Oh...and it's a man.
Or at least, Betty is played by a sunglass-bedecked man in smeared red lipstick. He goes by the name of Chuck Knipp; himself apparently a practicing Quaker...and homosexual. Think Divine and John Waters.
It is all delivered in a direct to camera monologue, a la this new fad for YouTube vlogging (such a terribly ugly word). It's worth a shufty...Betty can be very (unintentionally, for Betty at least) amusing, coming out with such gems as:
"I have got to quit smoking. Oh my God, it's got to the point now to where I go to church and start speaking in tongues and wheezing at the same time".
Your best bet is probably just to type her name into YouTube, however there is a website which archives many of her video rants. That's at:
(But the videos come up in tiny Quicktime format...at least they do on my PC...I may be missing something with regards how to enlarge them; I am not exactly a technical genius!).

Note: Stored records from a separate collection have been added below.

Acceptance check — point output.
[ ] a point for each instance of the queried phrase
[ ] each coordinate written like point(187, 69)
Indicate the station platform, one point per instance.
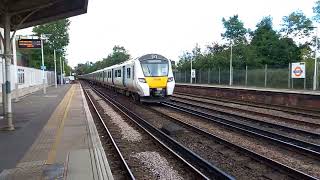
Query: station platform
point(55, 138)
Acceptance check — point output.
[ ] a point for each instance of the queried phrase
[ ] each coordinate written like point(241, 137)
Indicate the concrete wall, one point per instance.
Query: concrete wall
point(32, 80)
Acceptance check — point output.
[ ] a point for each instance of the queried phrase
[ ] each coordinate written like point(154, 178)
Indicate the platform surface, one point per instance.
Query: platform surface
point(60, 146)
point(293, 91)
point(30, 115)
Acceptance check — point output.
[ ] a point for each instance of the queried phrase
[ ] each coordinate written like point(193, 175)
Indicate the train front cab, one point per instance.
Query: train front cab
point(158, 82)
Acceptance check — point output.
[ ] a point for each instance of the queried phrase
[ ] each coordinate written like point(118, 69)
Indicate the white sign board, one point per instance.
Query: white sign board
point(193, 73)
point(298, 70)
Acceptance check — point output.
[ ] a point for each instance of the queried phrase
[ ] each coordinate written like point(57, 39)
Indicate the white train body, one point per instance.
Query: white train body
point(149, 77)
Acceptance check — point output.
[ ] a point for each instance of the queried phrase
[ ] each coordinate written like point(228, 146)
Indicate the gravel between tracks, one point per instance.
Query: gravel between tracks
point(300, 162)
point(237, 164)
point(263, 110)
point(158, 165)
point(136, 151)
point(253, 123)
point(127, 131)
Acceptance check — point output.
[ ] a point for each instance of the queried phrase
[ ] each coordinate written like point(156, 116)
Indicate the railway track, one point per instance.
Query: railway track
point(236, 162)
point(309, 149)
point(253, 120)
point(119, 166)
point(310, 113)
point(244, 152)
point(184, 156)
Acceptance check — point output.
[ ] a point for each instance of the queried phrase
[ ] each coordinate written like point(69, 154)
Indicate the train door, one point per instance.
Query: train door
point(103, 76)
point(124, 76)
point(112, 75)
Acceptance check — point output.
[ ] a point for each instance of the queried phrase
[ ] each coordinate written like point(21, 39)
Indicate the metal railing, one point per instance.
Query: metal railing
point(266, 77)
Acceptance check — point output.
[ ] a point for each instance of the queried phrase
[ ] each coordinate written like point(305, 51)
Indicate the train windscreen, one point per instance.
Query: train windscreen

You can also read more about Betty's creator Chuck Knipp, should you wish to, at:
There you will find that Knipp also has a more famous creation, a cousin perhaps to Ms Butterfield, named Shirley Q. Liquor. I'm afraid I don't kow much about this one, other than that Knipp 'blacks up' and drawls in a southern cotton-picking kind of way. It all sounds a bit controversial for my liking. I'll stick with Betty.